Elasticsearch fast query but slow response time when retrieving _source even if nested fields are in _source_exclude


#1

I have the following mapping

{
  "yellows" : {
    "aliases" : { },
    "mappings" : {
      "yellow" : {
        "properties" : {
          "ranges" : {
            "type" : "nested",
            "properties" : {
              "geometry" : {
                "type" : "geo_shape"
              },
              "id" : {
                "type" : "long"
              },
              "other1" : {
                "type" : "keyword"
              },
              "other2" : {
                "type" : "long"
              },
              "other3" : {
                "type" : "long"
              }
            }
          }
          ...
        } 
      }
    }
  }
}

queries gets slower and slower the bigger the size. For example

curl https://path/to/elastic/yellows/_search?_source_exclude=ranges&from=0&size=50' --data-binary '{"query":{"bool":{"must":[],"filter":{"bool":{"filter":[{"terms":{"...":["1"]}},{"terms":{"...":["..."]}}],"should":[]}}}},"sort":[{"...":{"order":"asc"}}]}'
# size 50 -> "took":71

curl https://path/to/elastic/yellows/_search?_source_exclude=ranges&from=0&size=100' --data-binary '{"query":{"bool":{"must":[],"filter":{"bool":{"filter":[{"terms":{"...":["1"]}},{"terms":{"...":["..."]}}],"should":[]}}}},"sort":[{"...":{"order":"asc"}}]}'
# size 100 -> "took":1421

At the same time, queries of size=0 or with _source=false are fast. For example

curl https://path/to/elastic/yellows/_search?_source_exclude=ranges&from=0&size=0' --data-binary '{"query":{"bool":{"must":[],"filter":{"bool":{"filter":[{"terms":{"...":["1"]}},{"terms":{"...":["..."]}}],"should":[]}}}},"sort":[{"...":{"order":"asc"}}]}'
# size 0 -> "took":32

curl https://path/to/elastic/yellows/_search?_source=false&from=0&size=100' --data-binary '{"query":{"bool":{"must":[],"filter":{"bool":{"filter":[{"terms":{"...":["1"]}},{"terms":{"...":["..."]}}],"should":[]}}}},"sort":[{"...":{"order":"asc"}}]}'
# _source=false -> "took":167

That means that queries retrieving the _sources (ie without _souce=false or size=0) are slower. Also, it seems that the more ranges in the retrieved documents the slower is the response. I’m using wc -c in the following as a proxy measure of how many ranges are in the retrieved documents. Not the best measure but should suffice

curl https://path/to/elastic/yellows/_search?from=0&size=50' --data-binary '{"query":{"bool":{"must":[],"filter":{"bool":{"filter":[{"terms":{"...":["1"]}},{"terms":{"...":["..."]}}],"should":[]}}}},"sort":[{"...":{"order":"asc"}}]}' | wc -c
# 2.332.822

curl https://path/to/elastic/yellows/_search?from=50&size=50' --data-binary '{"query":{"bool":{"must":[],"filter":{"bool":{"filter":[{"terms":{"...":["1"]}},{"terms":{"...":["..."]}}],"should":[]}}}},"sort":[{"...":{"order":"asc"}}]}' | wc -c
# 38.591.502

As you can see the first 50 have much less ranges than the second 50 in the first 100. Also, notice that in the first snippet, the query for the first 50 is much faster than the query for the second 50 even if it has _source_exclude=ranges.

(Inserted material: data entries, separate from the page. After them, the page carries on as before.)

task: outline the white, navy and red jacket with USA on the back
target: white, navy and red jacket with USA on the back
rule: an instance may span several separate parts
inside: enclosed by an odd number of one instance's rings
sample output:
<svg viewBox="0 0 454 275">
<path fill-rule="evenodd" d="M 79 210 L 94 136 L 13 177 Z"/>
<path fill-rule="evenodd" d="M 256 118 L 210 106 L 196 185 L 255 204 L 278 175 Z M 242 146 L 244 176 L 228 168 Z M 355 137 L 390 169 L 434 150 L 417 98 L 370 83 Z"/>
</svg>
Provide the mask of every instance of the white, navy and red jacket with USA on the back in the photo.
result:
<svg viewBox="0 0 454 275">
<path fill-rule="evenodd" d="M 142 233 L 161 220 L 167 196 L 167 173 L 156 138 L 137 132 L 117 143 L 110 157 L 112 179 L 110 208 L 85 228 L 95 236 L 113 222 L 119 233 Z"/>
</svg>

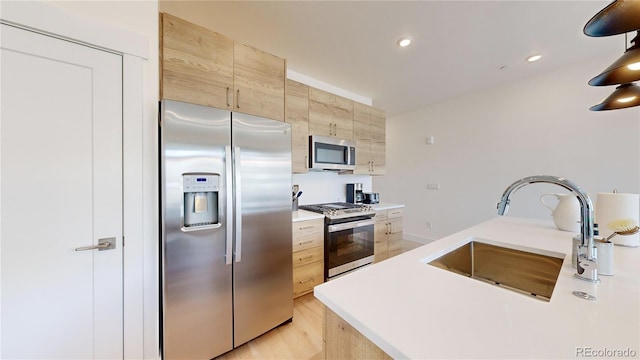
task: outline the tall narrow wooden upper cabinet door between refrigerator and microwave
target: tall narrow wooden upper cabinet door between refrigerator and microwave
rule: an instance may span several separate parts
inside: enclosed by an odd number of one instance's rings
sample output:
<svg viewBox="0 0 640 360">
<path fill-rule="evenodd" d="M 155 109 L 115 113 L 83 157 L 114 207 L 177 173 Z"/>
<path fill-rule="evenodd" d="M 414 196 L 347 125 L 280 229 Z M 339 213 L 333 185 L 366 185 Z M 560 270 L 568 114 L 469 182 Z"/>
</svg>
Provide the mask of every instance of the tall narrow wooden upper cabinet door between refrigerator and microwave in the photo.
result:
<svg viewBox="0 0 640 360">
<path fill-rule="evenodd" d="M 291 165 L 294 173 L 309 171 L 309 86 L 287 80 L 285 121 L 291 124 Z"/>
</svg>

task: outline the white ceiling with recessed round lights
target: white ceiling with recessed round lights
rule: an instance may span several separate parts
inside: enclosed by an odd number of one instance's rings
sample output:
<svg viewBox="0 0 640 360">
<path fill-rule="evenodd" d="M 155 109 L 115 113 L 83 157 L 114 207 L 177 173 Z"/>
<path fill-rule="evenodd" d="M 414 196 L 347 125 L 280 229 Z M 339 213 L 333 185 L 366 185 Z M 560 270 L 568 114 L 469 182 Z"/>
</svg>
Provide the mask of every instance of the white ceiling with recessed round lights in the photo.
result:
<svg viewBox="0 0 640 360">
<path fill-rule="evenodd" d="M 595 57 L 615 61 L 624 36 L 582 33 L 609 2 L 181 0 L 159 9 L 284 57 L 290 70 L 393 116 Z M 396 45 L 402 35 L 413 38 L 408 48 Z M 525 61 L 536 53 L 540 61 Z"/>
</svg>

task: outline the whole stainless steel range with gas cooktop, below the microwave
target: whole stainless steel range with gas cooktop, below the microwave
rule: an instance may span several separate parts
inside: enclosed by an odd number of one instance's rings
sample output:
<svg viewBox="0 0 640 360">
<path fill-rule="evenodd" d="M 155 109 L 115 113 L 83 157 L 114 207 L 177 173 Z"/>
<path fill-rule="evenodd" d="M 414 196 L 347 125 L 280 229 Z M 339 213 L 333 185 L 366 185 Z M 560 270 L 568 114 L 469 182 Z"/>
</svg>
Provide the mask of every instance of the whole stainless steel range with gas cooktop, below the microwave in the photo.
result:
<svg viewBox="0 0 640 360">
<path fill-rule="evenodd" d="M 325 216 L 325 280 L 373 263 L 376 212 L 371 206 L 337 202 L 299 208 Z"/>
</svg>

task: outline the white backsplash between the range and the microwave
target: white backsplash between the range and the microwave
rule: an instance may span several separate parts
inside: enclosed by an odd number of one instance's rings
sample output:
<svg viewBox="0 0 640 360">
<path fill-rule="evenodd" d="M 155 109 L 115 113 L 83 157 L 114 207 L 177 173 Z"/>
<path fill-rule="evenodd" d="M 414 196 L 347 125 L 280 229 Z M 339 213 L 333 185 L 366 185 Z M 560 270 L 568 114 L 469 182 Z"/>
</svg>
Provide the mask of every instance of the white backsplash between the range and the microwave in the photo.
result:
<svg viewBox="0 0 640 360">
<path fill-rule="evenodd" d="M 340 175 L 329 171 L 310 171 L 307 174 L 293 174 L 291 183 L 300 186 L 302 196 L 299 205 L 345 202 L 347 184 L 362 183 L 364 192 L 371 192 L 371 176 Z M 384 200 L 380 194 L 381 200 Z"/>
</svg>

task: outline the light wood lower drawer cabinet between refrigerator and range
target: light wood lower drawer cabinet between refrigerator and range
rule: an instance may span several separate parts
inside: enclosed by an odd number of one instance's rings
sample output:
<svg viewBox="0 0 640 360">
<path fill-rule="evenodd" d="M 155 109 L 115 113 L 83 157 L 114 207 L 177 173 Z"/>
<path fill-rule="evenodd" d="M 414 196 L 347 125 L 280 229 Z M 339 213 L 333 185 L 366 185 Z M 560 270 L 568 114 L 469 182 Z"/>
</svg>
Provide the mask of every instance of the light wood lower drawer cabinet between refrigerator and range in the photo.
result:
<svg viewBox="0 0 640 360">
<path fill-rule="evenodd" d="M 324 282 L 324 220 L 293 223 L 293 297 Z"/>
</svg>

It seems to me that the query is not the bottleneck. In fact, with size=0 or with _source=false the response time is small. So I suspect that it’s the fact that ranges are a nested field and Elastic takes them into consideration even if the request excludes them (ie _source_exclude=ranges).

Is there any other way to make the queries faster without changing the mapping or should I change the mapping so that ranges are not nested?


(Zachary Tong) #2

Yep, you're experiments are spot on. You're correct with regards to including the _source slowing down the query, and that larger documents tend to slow down the query more than smaller documents.

I believe -- although this could be wrong, checking to see if it's true -- that nested docs require additional file seeks which would explain the slowdown with documents that have more nested than others.

Regardless, _source_exclude is not going to help speed because the main slowdown is the file seek and loading from disk. This happens regardless of source filtering, which can only proceed to filter the source after it has already been loaded. It may even slow things down further, as the fetch phase has to A) load the entire source then B) parse and exclude a portion of the source before returning.

I don't think there is anything that can be optimized here other than returning fewer hits at a time, or moving your nested docs over to a parent/child scheme. That should give you the same relational data, but puts the nested values into independent child documents which won't affect the retrieval of the parent.


(system) #3

This topic was automatically closed 28 days after the last reply. New replies are no longer allowed.